A revelação de Rui Pinto foi feita esta quinta-feira numa publicação na rede social Twitter, num perfil que lhe está associado e que os seus advogados nunca contestaram.
“De acordo com o último relatório de combate à fraude e evasão fiscal elaborado pela Autoridade Tributária, e citado pelo semanário Expresso na sua edição do passado sábado, foram desencadeadas ações de investigação tributária no âmbito de casos mediáticos como o Swiss Leaks, Malta Files e Panama Papers. Aproveito então para revelar que sou um dos denunciantes dos Malta Files”, pode ler-se na mensagem de Rui Pinto.
Preso preventivamente em Lisboa desde março, depois de ter sido detido em Budapeste em janeiro, Rui Pinto é acusado pelo Ministério Público de um total de 147 crimes, incluindo extorsão na forma tentada, sabotagem informático, acesso ilegítimo e violação de correspondência. A acusação baseia-se na informação recolhida pela Polícia Judiciária e pelo Departamento Central de Investigação e Ação Penal (DCIAP) após queixas feitas em 2015 pelo fundo de investimento Doyen e pelo Sporting, na sequência de ataques aos seus sistemas informáticos que culminaram com a publicação de dezenas de documentos no blog Football Leaks.
Rui Pinto já se defendeu, em interrogatório, admitindo ser um dos denunciantes do Football Leaks, mas não o único. Os seus advogados pediram que na fase de instrução seja declarada a nulidade de dezenas de crimes de violação de correspondência relativos a pessoas (sobretudo do Sporting e da sociedade de advogados PLMJ) que declararam não pretender agir judicialmente contra Rui Pinto. A defesa de Rui Pinto também alega que ele não pode ser julgado em Portugal por tentativa de extorsão à Doyen, já que quando o ataque informático ocorreu Rui Pinto não estava em Portugal e a Doyen também não tem qualquer presença no nosso país. Recentemente, Rui Pinto admitiu que alguns dos seus atos possam ser considerados ilegais, mas criticou o que diz ser “uma perseguição violenta” do Estado português.

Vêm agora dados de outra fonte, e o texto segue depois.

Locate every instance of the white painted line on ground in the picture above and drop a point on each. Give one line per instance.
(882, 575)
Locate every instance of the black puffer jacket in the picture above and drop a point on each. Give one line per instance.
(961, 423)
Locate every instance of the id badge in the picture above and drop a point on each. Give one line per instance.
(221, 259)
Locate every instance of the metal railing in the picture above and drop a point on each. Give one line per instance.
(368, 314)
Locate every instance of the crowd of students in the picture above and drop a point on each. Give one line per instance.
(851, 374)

Na sua última publicação no Twitter Rui Pinto questiona também o interesse das autoridades portuguesas no combate à corrupção. “Até quando o Ministério Público português vai continuar a ignorar diretivas comunitárias e convenções internacionais como a convenção de Mérida?”, pode ler-se na mesma mensagem. A convenção de Mérida foi assinada nesta cidade mexicana em dezembro de 2003, sendo formalmente designada “Convenção da ONU contra a Corrupção”, tendo levado as Nações Unidas a apontar o dia 9 de dezembro como Dia Internacional de Luta contra a Corrupção.
Os Malta Files foram uma investigação jornalística levada a cabo pelo EIC, de que o Expresso faz parte, em 2017, identificando dezenas de cidadãos e empresas de vários países com sociedades em Malta, muitas delas aproveitando a possibilidade de reduzir a 5% a taxação efetiva dos seus rendimentos.
Um dos artigos então publicados pelo Expresso revelou como 48 sócios portugueses da Deloitte montaram uma estrutura empresarial em Malta para a partir daí distribuir para as suas empresas em Portugal mais de 50 milhões de euros de rendimentos provenientes principalmente de Angola.
A história revelada pelo Expresso levou a Autoridade Tributária a desencadear uma inspeção que permitiu ao Estado recuperar, em 2018, um total de €9 milhões junto dos sócios portugueses da Deloitte, que em face da iniciativa do fisco voluntariamente decidiram pagar aquele montante e evitar que o processo chegasse aos tribunais.
A arrecadação destes €9 milhões na sequência dos Malta Files foi o maior resultado conseguido pela Autoridade Tributária no âmbito das ações especiais que o fisco desencadeou após uma série de investigações jornalísticas, superando inclusive a receita fiscal conseguida nos processos tributários resultantes dos Panama Papers e do Swiss Leaks. A Autoridade Tributária não detalhou quaisquer resultados associados ao Football Leaks.